Nel parco delle catacombe di Commodilla, sedioline pieghevoli e solide panchine comunali si alternano come se niente fosse. Niente di più normale: quando non bastano le panchine, vengono in soccorso le sedute portate da casa. Quando non bastano neanche quelle, si trasportano le panchine da un altro lato del parco, purché nessun altro le stia usando; altrimenti, si trasporta anche lui. Alcune sono chiaramente sedie da interni, evase; altre sono parti di set da giardino comprati da chi un giardino non lo ha, e non lo avrà mai, perché possiede un parco pubblico che è più che un’estensione di casa sua: è casa sua.

Diversità di sedute al parco delle Catacombe di Commodilla.

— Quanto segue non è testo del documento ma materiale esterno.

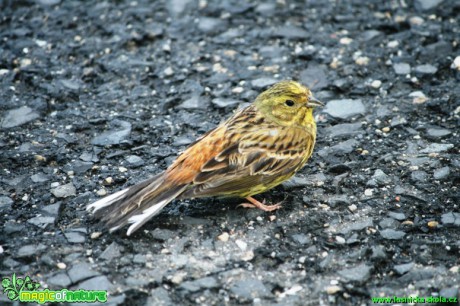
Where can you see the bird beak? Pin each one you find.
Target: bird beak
(313, 102)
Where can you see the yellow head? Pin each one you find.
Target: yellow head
(288, 103)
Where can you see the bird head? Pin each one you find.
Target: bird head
(288, 103)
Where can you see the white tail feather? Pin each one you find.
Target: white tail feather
(138, 220)
(104, 202)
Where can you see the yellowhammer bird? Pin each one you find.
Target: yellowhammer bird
(256, 149)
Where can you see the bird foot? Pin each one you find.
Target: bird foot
(256, 204)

Foto Giovanni De Stefano



Per alcuni la Garbatella è uno scudetto della Roma strategicamente posizionato come insegna sulla porta di una scommettitoria, nel caso a qualcuno venga la strana idea di puntare sulla squadra sbagliata. Per altri è un ultimo romantico che si ferma a whatsappare sotto l’insegna arrugginita di un telefono pubblico. Per quasi tutti gli altri è semplicemente il posto più strano in cui sono stati romani.